Take the psychologist who was assigned to Lisa in last night's episode. From the first second he entered that the temple of cat piss and poo, he was out of his element. It was obvious. The guy from the clean-up crew basically starting doing his job. The horror and disdain on in this psychologist's face said everything: "I can not help you, you fucked up fucked up fucked up individual." And I'm not saying this is wrong, this is why we watch. That dude is probably otherwise OK at his psychologisting job. We watch Hoarders and Intervention (and etc.) for no other reason then A) the fucked up parts inside of us, however small, can relate to these people, at least on some basic human level, and, or importantly B) THEY ARE NOT US. It's not surprising that there were literally no blood relatives associated with rat-hoarder Glen in the above clip. His only interviewed 'friend' was a strange man in overalls with a fu manchu. When your psychological problem is "I have let 2,000 rats take over my house" the real people in your life are going to bail. Your mother and father and brother and sister are going to bail. They are not going to deal with your 2,000 rats. But thanks to A&E you now have TV 'friends' who will be there for you. You have a select number of psychologists and 'organization experts' and cleanup crew business owners, all looking to somehow parlay their moderate interest in [something] into our country's ultimate currency: fame, minor reality TV fame.
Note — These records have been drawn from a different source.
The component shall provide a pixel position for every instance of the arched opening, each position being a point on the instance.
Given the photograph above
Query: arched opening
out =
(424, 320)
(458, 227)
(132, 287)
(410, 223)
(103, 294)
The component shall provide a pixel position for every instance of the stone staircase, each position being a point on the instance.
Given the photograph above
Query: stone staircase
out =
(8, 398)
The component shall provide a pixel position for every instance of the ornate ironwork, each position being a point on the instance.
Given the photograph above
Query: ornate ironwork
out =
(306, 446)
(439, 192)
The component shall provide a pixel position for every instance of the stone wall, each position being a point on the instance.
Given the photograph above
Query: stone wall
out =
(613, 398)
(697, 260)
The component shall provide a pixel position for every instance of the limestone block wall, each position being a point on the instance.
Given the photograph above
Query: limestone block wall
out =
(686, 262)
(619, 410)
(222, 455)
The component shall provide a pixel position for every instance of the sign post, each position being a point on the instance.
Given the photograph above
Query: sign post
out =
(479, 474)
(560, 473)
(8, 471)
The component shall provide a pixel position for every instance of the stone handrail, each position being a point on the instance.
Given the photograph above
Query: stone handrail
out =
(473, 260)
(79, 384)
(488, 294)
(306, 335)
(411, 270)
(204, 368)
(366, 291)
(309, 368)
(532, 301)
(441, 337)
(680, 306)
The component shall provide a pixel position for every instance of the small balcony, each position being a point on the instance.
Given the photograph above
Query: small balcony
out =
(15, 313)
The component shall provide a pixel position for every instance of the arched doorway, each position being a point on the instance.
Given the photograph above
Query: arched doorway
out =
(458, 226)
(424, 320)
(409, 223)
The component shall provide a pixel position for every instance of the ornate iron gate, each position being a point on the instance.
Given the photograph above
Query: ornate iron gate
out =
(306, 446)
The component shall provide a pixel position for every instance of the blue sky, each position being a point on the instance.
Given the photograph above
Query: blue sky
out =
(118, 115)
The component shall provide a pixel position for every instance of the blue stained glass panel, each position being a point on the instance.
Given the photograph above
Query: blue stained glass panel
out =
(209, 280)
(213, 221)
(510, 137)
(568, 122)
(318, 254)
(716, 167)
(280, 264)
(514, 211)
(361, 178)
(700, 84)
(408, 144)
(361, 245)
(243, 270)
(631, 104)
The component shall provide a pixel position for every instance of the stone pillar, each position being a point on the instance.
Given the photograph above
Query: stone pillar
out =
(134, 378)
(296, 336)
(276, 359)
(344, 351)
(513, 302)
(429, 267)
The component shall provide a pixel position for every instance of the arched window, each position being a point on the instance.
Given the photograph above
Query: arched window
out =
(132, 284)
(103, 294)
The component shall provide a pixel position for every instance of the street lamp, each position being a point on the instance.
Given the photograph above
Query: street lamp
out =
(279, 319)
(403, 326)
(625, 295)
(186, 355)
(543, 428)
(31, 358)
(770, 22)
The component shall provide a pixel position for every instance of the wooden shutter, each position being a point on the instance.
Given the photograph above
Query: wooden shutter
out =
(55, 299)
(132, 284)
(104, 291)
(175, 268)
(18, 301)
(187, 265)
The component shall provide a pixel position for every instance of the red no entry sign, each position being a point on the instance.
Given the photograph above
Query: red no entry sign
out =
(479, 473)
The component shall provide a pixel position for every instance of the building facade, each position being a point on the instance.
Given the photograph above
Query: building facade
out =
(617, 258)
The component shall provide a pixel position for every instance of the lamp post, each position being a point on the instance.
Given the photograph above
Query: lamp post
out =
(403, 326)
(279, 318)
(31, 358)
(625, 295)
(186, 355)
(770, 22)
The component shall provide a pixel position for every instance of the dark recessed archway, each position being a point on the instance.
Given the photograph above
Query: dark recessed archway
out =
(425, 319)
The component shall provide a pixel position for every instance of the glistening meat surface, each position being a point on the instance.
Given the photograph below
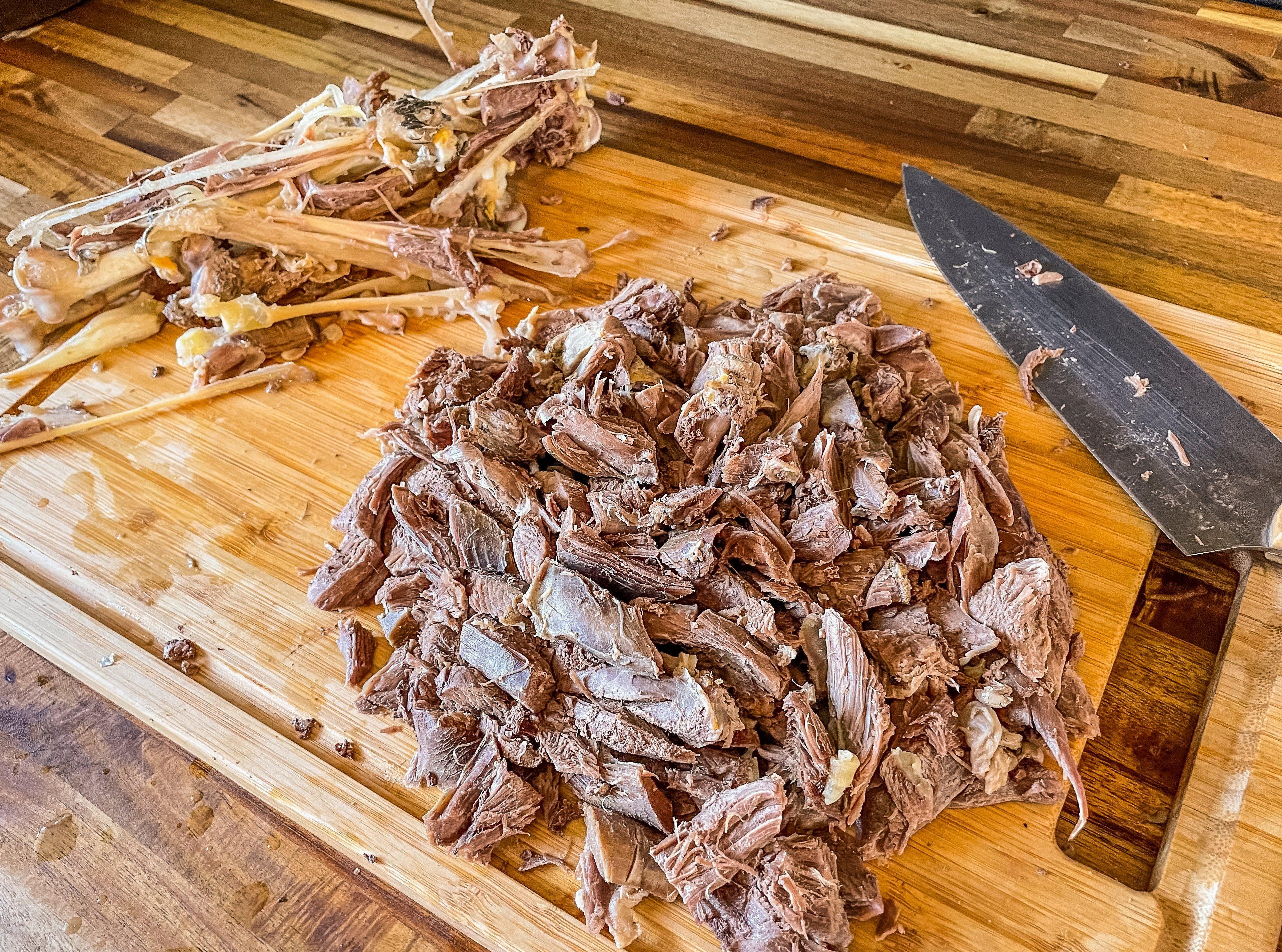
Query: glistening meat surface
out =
(744, 586)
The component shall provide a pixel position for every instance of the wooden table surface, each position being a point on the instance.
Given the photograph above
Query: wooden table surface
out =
(1142, 140)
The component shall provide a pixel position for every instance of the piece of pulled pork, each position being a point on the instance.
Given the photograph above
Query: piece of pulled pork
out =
(741, 585)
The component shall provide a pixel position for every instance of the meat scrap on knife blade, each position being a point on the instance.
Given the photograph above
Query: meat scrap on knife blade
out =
(743, 586)
(360, 205)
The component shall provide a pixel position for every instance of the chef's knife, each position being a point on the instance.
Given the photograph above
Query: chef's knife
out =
(1230, 491)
The psychologist I know in real life is pregnant. I am 100% confident she does not read this blog. She is not a bad person. She just went on maternity leave from her job counseling war vets with PTSD, a very noble profession. But she's far from mentally perfect herself. She gets anxious. She can be a bitch sometimes, a little snobby (snobbiness is as major a psychological problem as anything else, as it effectively says, "Not only am I superior to you, but I cannot recognize how my actions and words are conveying this.") Every single person in this worl has problems. Even random peeps who believe they are fully realized, mentally fit individuals have a problem: they are most likely assholes. Because you can't get to that place without ego, and your ego can't exist without feeding off of the less-confident who you, without consciously thinking it, are comparing your winning life to every second. Ideas like happiness and contentment can literally not exist without depression and disorder. It's a fucking chicken-egg scenario. And that's why I like Hoarders. It makes this more obvious than every before. We are capable of so many things.